In prima superiore ero
stata in banco con Giulia, una delle tante ragazze con cui mi trovavo
bene e parlavo volentieri. Ma lei quel giorno si sedette a un'altra
compagna e il mio banco rimase vuoto.
Poi in classe entrò
un ragazzo che non avevo mai visto, un ragazzo bellissimo. Era di
media statura, aveva due enormi occhi color caffè, i
lineamenti del viso molto marcati e una cascata di capelli castani
attorcigliati in modo strano. Ero certa di aver già visto
quella pettinatura da qualche parte, ma non ricordavo come si
chiamasse.
Lui si avvicinò al
mio banco, scaraventò il suo zaino accanto al mio e mi
sorrise. Aveva un sorriso proprio dolce!
“Ciao, io sono
Michele! Questo posto è libero, vero?” si presentò
con entusiasmo.
Io intanto ero
imbambolata a fissarlo. Era assolutamente magnifico, ero attirata da
lui in una maniera assoluta, non potevo fare a meno di squadrarlo.
Gli sorrisi a mia volta.
“Ciao, sono Camilla, piacere! Sì, il posto è
libero. Non ti avevo mai visto prima!”
“Mi sono trasferito
qui quest'estate” spiegò, prendendo posto sulla sedia
accanto alla mia.
“Wow, davvero? Dove
abitavi prima?” chiesi estremamente interessata.
“In una piccola
cittadina sul mare, si stava bene.”
“Vedrai, questo
posto ti piacerà molto. Sei finito in una classe magnifica, ti
divertirai!” gli assicurai.
In quel momento alcuni
compagni ci circondarono, curiosi di conoscere Michele.
Alla ricreazione era già
uno dei nostri. Era incredibile: dolce e gentile con tutti, maturo e
intelligente, spiritoso ed estremamente simpatico! E io capii, in un
paio d'ore, che mi ero presa una cotta tremenda per lui.
Michele sembrava
interessato a me, stavamo in banco insieme e parlavamo sempre, ma in
realtà pareva interessarsi a tutti. Se qualcuno era triste o
di malumore, lui cercava di fargli tornare il sorriso; se qualcuno
era solo, lui andava a parlarci e lo trascinava in mezzo agli altri.

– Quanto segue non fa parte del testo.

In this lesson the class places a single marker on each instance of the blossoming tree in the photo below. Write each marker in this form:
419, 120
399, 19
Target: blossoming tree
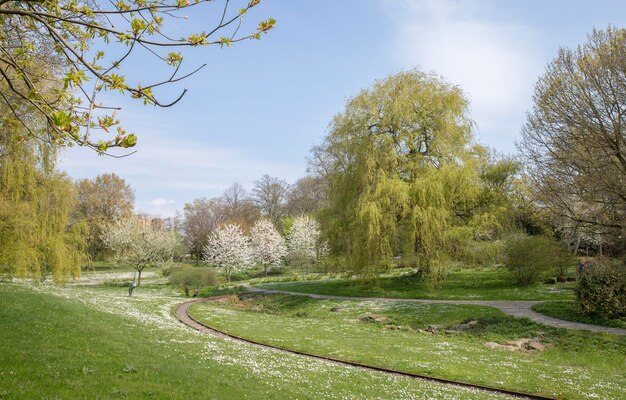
228, 248
267, 245
136, 242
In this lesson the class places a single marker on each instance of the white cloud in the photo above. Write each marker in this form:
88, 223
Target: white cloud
495, 61
160, 202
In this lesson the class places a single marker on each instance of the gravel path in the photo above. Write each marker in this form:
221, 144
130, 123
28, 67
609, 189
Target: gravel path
182, 314
514, 308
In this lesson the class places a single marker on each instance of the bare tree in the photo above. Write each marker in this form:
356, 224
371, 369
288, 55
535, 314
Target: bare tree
238, 207
78, 32
306, 196
200, 218
574, 141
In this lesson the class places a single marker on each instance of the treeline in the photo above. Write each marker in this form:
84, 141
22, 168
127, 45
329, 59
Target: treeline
399, 179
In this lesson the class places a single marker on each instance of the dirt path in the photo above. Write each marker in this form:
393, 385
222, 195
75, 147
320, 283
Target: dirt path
182, 314
514, 308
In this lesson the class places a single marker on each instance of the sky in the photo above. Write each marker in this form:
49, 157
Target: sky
259, 106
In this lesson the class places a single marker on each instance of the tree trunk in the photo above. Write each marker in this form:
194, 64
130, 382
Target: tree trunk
600, 249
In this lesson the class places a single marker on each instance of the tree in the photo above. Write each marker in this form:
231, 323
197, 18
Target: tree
77, 33
304, 242
136, 242
306, 196
190, 279
37, 235
574, 141
270, 194
267, 245
101, 201
402, 169
228, 248
200, 218
238, 207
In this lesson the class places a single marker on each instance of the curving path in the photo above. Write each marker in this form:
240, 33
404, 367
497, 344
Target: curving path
182, 314
514, 308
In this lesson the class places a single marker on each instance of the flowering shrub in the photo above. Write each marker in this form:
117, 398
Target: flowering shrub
228, 248
601, 289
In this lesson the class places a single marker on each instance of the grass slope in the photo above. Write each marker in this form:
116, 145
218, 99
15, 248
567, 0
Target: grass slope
69, 343
464, 284
575, 365
569, 311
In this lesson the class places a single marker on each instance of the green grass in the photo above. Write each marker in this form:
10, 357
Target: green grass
569, 311
463, 284
93, 342
575, 365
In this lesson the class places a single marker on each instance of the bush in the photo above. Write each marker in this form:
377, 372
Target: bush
192, 279
529, 259
601, 289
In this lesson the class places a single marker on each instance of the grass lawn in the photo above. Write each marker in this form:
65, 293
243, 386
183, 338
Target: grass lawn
568, 310
574, 365
462, 284
93, 342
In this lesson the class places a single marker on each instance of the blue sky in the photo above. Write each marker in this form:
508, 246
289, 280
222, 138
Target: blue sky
259, 106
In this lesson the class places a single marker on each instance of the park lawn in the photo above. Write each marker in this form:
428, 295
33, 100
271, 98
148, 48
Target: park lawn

Non sembrava annoiato da niente e da nessuno, riusciva sempre a
trovare il lato positivo in ogni situazione ed era un figo pazzesco!
Appresi tutto ciò
nella prima settimana di scuola; ormai eravamo diventati amici e ci
eravamo scambiati il numero di telefono.
Durante quel lasos di
tempo avevo trascurato un po' Diego. Lui stava soffrendo a causa
della lontananza con Gaia, ma io lo aiutavo il minimo indispensabile.

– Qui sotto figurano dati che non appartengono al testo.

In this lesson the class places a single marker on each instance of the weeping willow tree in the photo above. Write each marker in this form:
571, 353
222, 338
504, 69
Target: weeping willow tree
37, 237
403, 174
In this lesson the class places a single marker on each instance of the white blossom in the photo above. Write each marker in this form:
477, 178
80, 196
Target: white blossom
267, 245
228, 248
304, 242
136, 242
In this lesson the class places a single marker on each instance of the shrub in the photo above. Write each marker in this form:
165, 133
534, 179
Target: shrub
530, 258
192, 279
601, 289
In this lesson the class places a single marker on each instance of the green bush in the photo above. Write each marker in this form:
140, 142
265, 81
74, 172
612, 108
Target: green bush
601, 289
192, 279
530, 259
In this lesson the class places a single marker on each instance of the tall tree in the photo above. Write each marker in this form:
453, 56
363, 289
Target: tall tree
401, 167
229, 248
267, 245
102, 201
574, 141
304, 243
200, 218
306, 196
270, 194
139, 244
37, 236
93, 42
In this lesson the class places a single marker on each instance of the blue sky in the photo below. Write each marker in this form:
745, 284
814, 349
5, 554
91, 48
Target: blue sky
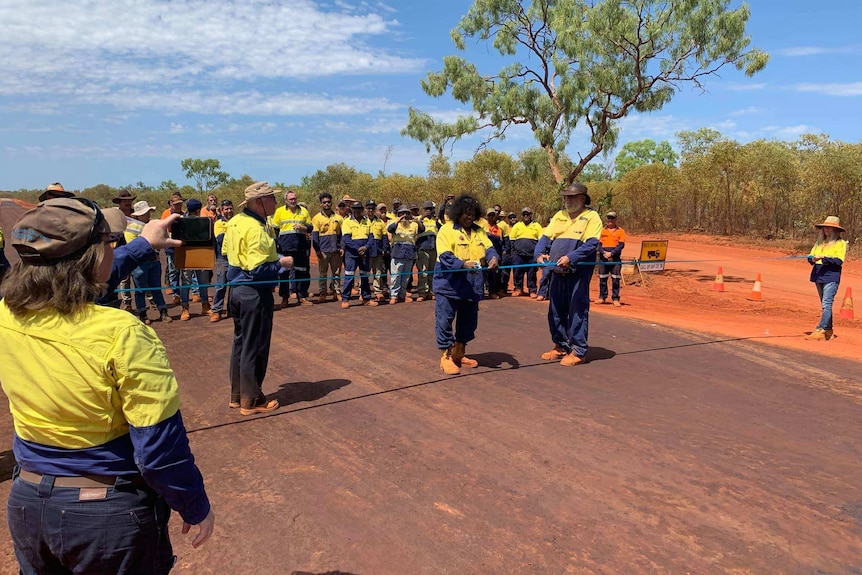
119, 92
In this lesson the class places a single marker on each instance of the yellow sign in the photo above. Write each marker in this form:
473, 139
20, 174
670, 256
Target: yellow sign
653, 255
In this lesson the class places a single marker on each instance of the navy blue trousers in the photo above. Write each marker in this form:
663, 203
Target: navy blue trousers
569, 311
124, 533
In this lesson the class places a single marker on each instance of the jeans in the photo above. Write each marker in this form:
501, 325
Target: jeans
148, 275
188, 278
54, 532
569, 312
613, 269
220, 289
400, 272
827, 292
465, 314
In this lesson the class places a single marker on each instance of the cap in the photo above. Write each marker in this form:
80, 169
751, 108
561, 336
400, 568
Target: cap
60, 228
255, 191
124, 195
141, 208
55, 190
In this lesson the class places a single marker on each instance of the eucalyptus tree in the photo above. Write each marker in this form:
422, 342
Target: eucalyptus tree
572, 63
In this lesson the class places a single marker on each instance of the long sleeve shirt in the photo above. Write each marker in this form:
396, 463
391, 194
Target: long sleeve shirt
101, 399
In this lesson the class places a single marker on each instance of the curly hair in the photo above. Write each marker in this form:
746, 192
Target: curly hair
462, 205
66, 286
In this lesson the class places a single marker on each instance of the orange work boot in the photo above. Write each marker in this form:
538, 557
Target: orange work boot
555, 354
571, 359
447, 365
461, 360
262, 408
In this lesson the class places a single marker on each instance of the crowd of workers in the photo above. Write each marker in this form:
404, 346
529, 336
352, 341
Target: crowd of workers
100, 443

Gli volevo ancora bene, certo, ma dopo la seconda metà di
agosto, con l'arrivo di Gaia, il nostro rapporto si era indebolito
tantissimo.
Con Rachele la situazione
era simile: ci sentivamo qualche volta al telefono, ma niente di più.

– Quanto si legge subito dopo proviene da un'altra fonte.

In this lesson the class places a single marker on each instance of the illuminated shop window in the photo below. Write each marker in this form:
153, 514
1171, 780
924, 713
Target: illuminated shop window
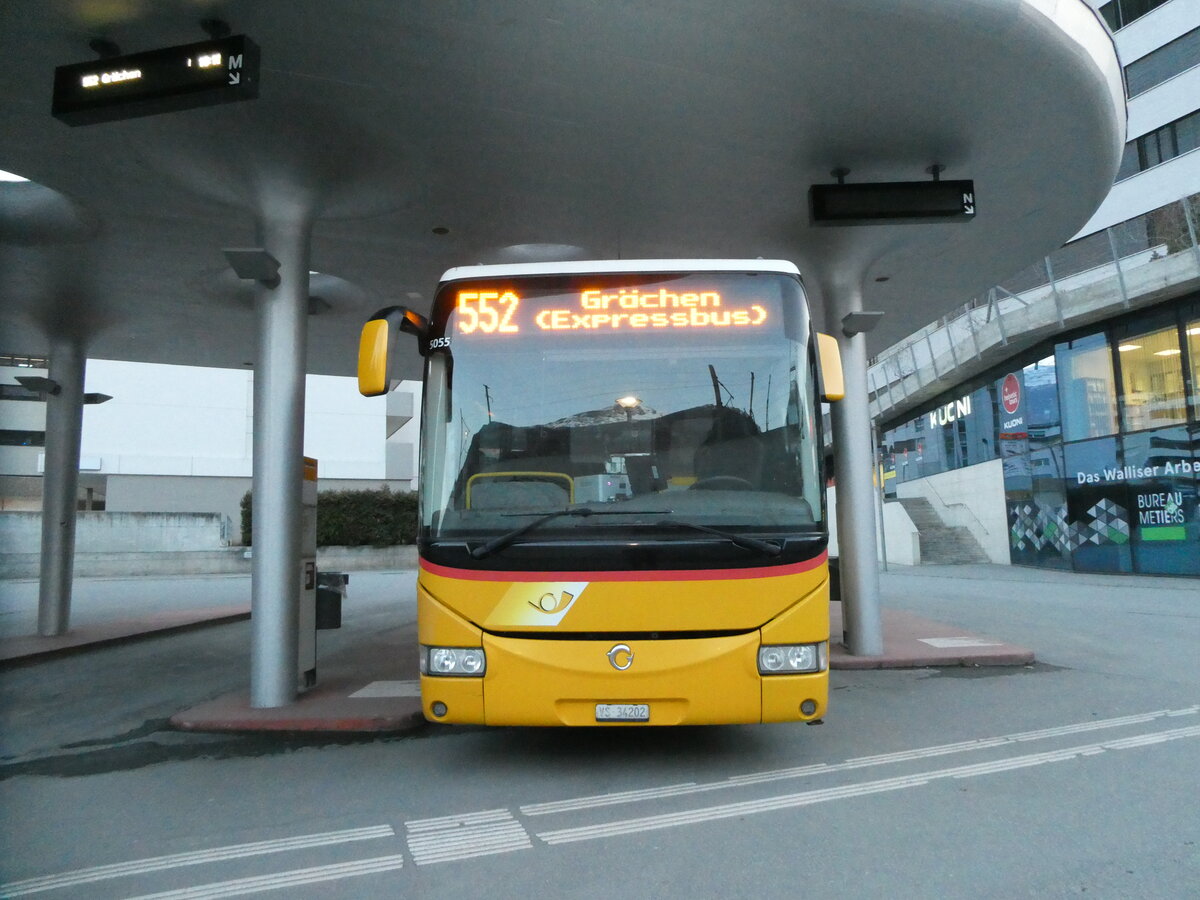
1193, 339
1151, 379
1086, 388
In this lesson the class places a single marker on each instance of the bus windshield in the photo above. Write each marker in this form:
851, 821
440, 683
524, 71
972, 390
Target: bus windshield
649, 399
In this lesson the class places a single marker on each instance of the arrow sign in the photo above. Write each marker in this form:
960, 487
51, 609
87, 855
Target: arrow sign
197, 75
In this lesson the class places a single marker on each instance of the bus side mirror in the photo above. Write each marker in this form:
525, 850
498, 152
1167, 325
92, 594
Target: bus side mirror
832, 387
376, 346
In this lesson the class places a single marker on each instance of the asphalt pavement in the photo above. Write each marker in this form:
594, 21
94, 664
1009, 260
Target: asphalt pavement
1073, 775
370, 681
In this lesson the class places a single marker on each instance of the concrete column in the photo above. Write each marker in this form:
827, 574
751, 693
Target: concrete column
853, 463
60, 483
279, 467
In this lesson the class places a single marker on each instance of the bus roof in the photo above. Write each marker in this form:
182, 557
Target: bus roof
588, 267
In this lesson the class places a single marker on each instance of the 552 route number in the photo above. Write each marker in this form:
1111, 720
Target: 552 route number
487, 311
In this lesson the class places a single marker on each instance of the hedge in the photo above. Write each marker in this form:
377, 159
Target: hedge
355, 519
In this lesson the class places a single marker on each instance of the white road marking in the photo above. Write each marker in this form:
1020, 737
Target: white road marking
949, 642
731, 810
154, 864
295, 877
475, 834
653, 793
388, 689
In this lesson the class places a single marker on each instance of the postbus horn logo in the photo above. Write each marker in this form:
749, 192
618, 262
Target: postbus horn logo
621, 657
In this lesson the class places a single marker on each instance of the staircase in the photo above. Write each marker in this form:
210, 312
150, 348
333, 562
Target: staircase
940, 543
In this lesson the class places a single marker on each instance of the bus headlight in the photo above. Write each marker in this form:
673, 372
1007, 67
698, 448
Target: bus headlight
790, 659
453, 660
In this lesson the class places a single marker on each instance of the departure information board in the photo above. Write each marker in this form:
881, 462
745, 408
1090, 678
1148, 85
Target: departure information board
893, 202
221, 70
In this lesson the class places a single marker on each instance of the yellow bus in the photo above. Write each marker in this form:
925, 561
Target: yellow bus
622, 492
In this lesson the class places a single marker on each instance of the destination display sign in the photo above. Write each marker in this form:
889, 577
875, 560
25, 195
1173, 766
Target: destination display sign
893, 202
611, 310
221, 70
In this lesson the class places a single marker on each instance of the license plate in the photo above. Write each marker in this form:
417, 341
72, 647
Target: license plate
623, 712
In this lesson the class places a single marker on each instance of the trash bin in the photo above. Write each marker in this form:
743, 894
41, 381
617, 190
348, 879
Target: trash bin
330, 591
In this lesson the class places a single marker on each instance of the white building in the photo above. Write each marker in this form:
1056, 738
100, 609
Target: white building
179, 438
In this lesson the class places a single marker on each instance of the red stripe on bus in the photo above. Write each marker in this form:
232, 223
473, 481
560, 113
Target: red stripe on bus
771, 571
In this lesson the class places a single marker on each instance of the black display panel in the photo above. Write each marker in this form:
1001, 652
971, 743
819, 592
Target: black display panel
197, 75
893, 202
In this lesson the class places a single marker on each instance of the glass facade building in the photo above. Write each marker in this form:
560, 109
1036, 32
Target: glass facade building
1098, 436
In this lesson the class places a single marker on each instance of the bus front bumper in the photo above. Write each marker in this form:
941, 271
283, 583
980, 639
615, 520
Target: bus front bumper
701, 681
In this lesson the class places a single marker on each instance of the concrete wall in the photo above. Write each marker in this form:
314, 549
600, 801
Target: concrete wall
972, 497
189, 493
121, 532
903, 539
213, 562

Lei e Martino si erano messi assieme e, a detta sua, stavano
benissimo. Io, a mia volta, le raccontava di Michele, e lei mi
ascoltava con grande interesse.
Comunque non me ne
preoccupai: avrei rivisto tutti il giorno del mio compleanno, dato
che stavo organizzando un'uscita di gruppo per festeggiare.
Invitai Michele, i
compagni di classe più simpatici, Rachele e Martino, Diego e
Roberta.
Saremo stati in tanti e
ci saremo divertiti un sacco!
Il 22 settembre, alle
cinque del pomeriggio, arrivarono sotto casa mia i primi invitati,
ovvero Michele, Diego, Rachele e Martino.
Li salutai calorosamente
e loro mi fecero qualche regalo: Diego mi regalò un profumo,
Michele un bracciale e una collana coloratissimi, mentre Martino e
Rachele mi consegnarono un paio di libri.
Aspettammo che gli altri
ci raggiungessero e Rachele annunciò che Roberta non sarebbe
venuta perché stava male.
Dei nove compagni che
avevo invitato, se ne presentarono solo cinque, Michele compreso. Ma
non mi importava, stavo per passare il compleanno migliore della mia
vita con il ragazzo che mi piaceva e gli amici più cari.
Mi resi conto in quel
momento che in fondo quell'estate non era stata poi così male:
avevo litigato con qualche amico, ma ne avevo trovato subito degli
altri e non ero mai stata sola.
Mentre passeggiavamo per
le vie del paese, i ragazzi formarono un gruppetto, mentre noi
ragazze camminavamo dietro di loro e parlavamo tra noi.
“Come va con
Marti?” chiesi a Rachele.
“Benissimo, non
avrei mai immaginato di poter stare così bene con un ragazzo!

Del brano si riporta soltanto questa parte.